And is it really a matter of money? I would argue that the budget determines how many weeks of calling are possible. Therefore, the limiting factor is actually TIME. Many (most?) phone programs do little more than call as many people as possible in the time available. They call with no regard for prospects’ probability of giving (aside from favouring LYBUNTs), spreading their limited resources evenly over all prospects — that is, suboptimally.

The first step, then, is to spend more time calling prospects who are likely to answer the phone, and less time calling prospects who aren’t. ROI is important, but if you’re not segmenting properly then you’re always going to end up simultaneously giving up on high-value prospects prematurely AND hanging on to low-value prospects beyond the limit of profitability.

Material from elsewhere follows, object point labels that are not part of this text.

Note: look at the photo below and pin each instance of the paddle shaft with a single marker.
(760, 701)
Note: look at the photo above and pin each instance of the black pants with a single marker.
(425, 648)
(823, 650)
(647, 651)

Wylie and Sammis’s paper provides insight into a way we might intelligently manage our programs, mainly by showing a way to focus limited resources, and more generally by encouraging us to make use of the trove of data generated by automated calling software. Savvy annual fund folks who really have a handle on costs and want to delve into ROI as well should step up and do so — we’d love to see that study. (Although, I have to say, I’m not holding my breath.)

Question: Which automated calling software did these schools use?

The data samples were obtained from three schools who use the software of a single vendor, and participants were invited via the vendor’s client listserv. The product is called CampusCall, by RuffaloCODY. Therefore the primary audience of this paper could assume that Wylie and Sammis were addressing auto dialers and not predictive dialers or manual programs. This is not an endorsement of the product — any automated calling software should provide the ability to export data suitable for analysis.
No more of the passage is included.